I did a quick literature search and found nothing on "statistical models of functions". Let me explain what I am looking for. Given the category of Sets and Function, we have arbitrary functions defined: $f:A \rightarrow B$. How can we have data about a function? How can we have a statistical model of this function? This data and its corresponding probability theory would allow us to, say, compute an entropy of the model. Let us say that $\mathcal{M}_f$ is a model of $f$. Then we can compute the entropy $H(\mathcal{M}_f)$. The entropy would be zero for models of that can, arguably, be said to simply be functions. Something like this exists when $g: \mathbb{R}^n \rightarrow \mathbb{R}^m$ for some $m, n$, and this is known as Gaussian Processes. You could model the data about a function in several ways. For instance, the category of sets and relations has a special subcategory that is just sets and functions. That is, under certain circumstances, a relation is just a function: zero entropy. Anything else could have higher entropy. A span could be seen as a function, when, for every term $a_i$ and its set element $s_i$, the span always "connects" the same set elements to the same set elements.

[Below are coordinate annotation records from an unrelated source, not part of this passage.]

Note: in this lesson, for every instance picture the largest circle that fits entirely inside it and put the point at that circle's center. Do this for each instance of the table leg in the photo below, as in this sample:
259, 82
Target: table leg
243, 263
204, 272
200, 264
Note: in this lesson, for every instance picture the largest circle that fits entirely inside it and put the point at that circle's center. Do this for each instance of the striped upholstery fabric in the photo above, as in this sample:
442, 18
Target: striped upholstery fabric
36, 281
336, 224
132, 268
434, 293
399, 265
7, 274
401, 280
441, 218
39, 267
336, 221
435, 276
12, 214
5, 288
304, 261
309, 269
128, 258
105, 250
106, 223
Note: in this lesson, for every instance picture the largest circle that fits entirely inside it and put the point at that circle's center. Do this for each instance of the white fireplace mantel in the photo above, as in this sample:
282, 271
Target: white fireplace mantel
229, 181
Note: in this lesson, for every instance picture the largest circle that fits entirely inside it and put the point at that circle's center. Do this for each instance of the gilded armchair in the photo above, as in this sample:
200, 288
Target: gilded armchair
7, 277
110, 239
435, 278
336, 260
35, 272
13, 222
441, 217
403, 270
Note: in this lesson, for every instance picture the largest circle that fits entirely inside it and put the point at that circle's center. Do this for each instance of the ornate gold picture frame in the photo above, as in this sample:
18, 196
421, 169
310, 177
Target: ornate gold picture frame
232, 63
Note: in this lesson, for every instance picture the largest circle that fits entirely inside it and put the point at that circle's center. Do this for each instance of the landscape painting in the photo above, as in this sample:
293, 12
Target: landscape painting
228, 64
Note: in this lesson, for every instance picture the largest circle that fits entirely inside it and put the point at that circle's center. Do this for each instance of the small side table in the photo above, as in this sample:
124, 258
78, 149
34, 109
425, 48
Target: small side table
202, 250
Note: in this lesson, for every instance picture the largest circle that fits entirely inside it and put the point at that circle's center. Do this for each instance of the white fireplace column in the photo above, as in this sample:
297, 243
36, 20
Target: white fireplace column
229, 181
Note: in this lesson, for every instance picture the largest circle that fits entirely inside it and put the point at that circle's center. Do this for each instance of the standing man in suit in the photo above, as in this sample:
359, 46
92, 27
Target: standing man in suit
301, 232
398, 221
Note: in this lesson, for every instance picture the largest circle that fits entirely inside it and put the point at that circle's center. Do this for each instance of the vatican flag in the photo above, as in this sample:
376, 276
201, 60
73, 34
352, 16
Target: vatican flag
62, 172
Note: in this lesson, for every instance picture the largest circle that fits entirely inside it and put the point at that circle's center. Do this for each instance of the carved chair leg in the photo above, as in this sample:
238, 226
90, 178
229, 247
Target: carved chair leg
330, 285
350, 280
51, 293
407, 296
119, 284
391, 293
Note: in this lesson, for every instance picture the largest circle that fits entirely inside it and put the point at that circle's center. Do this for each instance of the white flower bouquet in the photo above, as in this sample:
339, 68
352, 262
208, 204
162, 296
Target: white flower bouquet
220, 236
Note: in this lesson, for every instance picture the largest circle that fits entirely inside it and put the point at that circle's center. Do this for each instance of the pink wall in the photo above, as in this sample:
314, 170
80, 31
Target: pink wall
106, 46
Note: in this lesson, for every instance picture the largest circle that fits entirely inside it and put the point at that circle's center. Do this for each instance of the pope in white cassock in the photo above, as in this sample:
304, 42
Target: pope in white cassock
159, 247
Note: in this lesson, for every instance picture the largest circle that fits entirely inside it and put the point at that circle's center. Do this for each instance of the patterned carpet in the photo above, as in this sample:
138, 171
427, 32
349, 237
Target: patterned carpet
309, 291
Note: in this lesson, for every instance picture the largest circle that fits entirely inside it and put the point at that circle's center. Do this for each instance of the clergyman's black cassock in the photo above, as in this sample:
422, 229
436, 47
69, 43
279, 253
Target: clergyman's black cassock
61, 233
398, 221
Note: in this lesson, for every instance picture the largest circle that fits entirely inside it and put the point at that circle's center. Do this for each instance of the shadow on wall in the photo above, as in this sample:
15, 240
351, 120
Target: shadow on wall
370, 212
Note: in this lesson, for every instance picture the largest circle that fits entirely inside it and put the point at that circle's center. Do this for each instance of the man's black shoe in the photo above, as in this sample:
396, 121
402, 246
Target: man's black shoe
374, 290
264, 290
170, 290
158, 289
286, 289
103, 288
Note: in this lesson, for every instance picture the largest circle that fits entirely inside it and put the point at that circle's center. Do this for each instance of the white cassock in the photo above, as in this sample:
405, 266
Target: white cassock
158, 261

These would have zero entropy. Anything else would have nonzero entropy. I believe we need a probability theory for this.
If you have seen my other post about multisets and spans, you can see that I am trying to build this into a category. My ultimate goal would be to do the following: define a monad, $\mathcal{M}$ on Set that sends a set to its set of multisets with morphisms (and in time, the composition) defined in the post above. With this monad, we treat it like the multiset monad and find a probability measures monad for it as we see here, and here. We also find the Eilenberg-Moore category for this, $EM(\mathcal{M})$, and then analyze it to understand its probability theory.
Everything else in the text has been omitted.